Centrifugal Tension

September 1, 2015

13384

Centrifugal Tension

Since the belt continuously runs over the pulleys, therefore, some centrifugal force is caused, whose effect
is to increase the tension on both the tight as well as the slack sides. The tension caused by centrifugal force is called
centrifugal tension. At lower belt speeds (less than 10 m/s), the centrifugal tension is very small, but at higher belt speeds (more than 10 m/s), its effect is considerable and thus should be taken into account.

Consider a small portion PQ of the belt subtending an angle dθ at the centre of the pulley, as shown in Fig. 1.

Let m = Mass of belt per unit length in kg,
v = Linear velocity of belt in m/s,
r = Radius of pulley over which the belt runs in metres, and
TC = Centrifugal tension acting tangentially at P and Q in newtons.

We know that length of the belt PQ
= r.dθ
and mass of the belt PQ = m.r.dθ
∴ Centrifugal force acting on the belt PQ,

FC = m.r.dθ × v^2/r

= m.dθ.v^2

The centrifugal tension TC acting tangentially at P and Q keeps the belt in equilibrium.
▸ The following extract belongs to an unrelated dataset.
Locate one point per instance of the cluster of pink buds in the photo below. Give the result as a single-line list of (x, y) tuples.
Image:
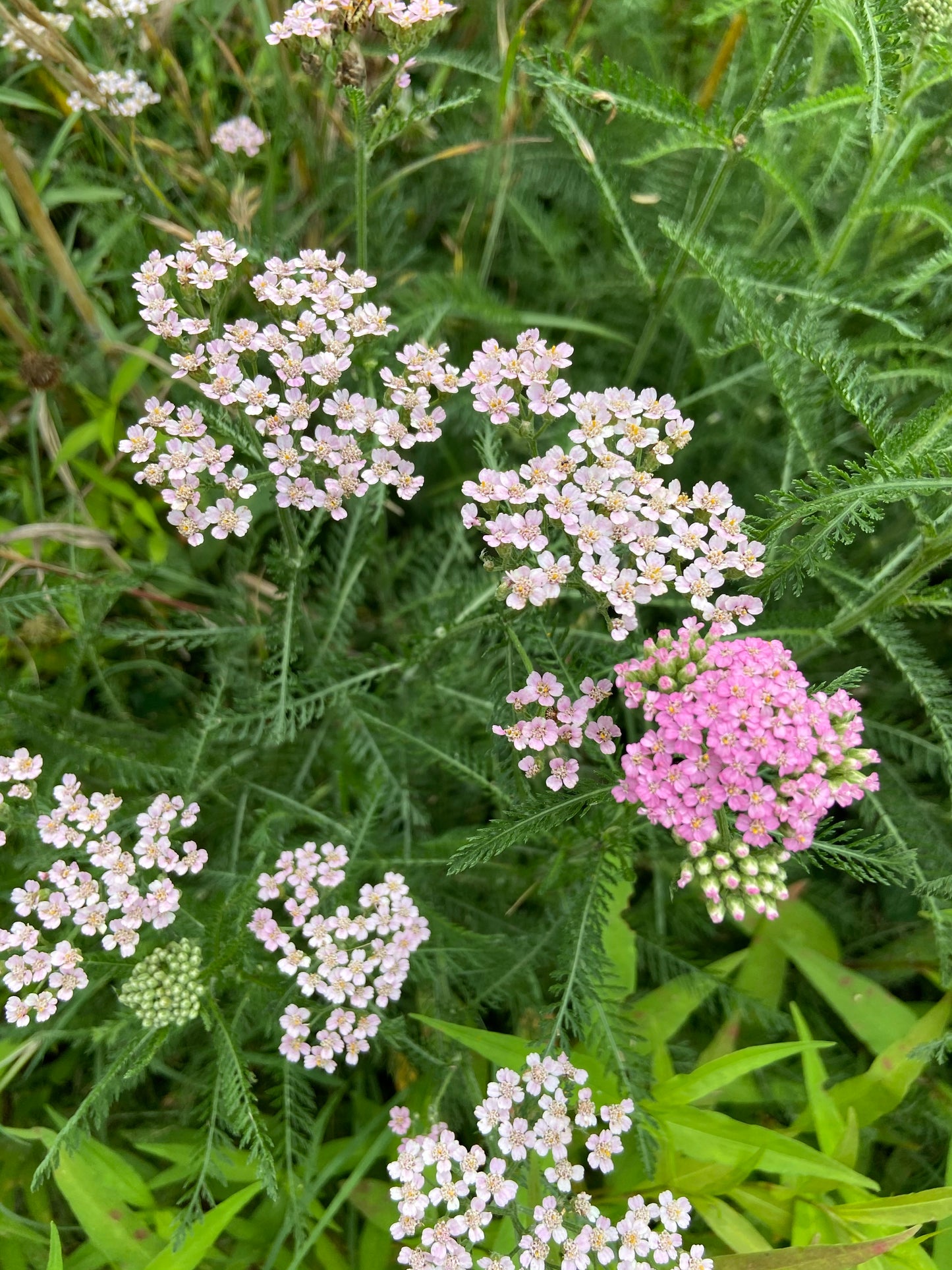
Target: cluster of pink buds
[(319, 319), (449, 1196), (239, 134), (561, 723), (742, 756), (69, 892), (357, 959), (589, 509), (324, 19)]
Now resolving the forces (i.e. centrifugal force and centrifugal tension) horizontally, we have

Tc sin (dθ/2) + Tc sin (dθ/2) = Fc = = m.dθ.v^2

Since the angle dθ is very small, therefore putting sin (dθ/2) = (dθ/2) in equation (i), we have

2Tc (dθ/2) = m.dθ.v^2

Tc = m.v^2

Notes : 1. When centrifugal tension is taken into account, then total tension in the tight side,
Tt1 = T1 + Tc

and total tension in the slack side,
Tt2 = T2 + Tc

2. Power transmitted,
P = (Tt1 – Tt2) v …………………….(in watts)
= [(T1 + Tc) – (T2 + Tc)]v = (T1 – T2) v ………………….. (same as before)
Thus we see that the centrifugal tension has no effect on the power transmitted.
3. The ratio of driving tensions may also be written as

2.3 log (Tt1-Tc / Tt2-Tc) = μ.θ

where,

Tt1 = Maximum or total tension in the belt.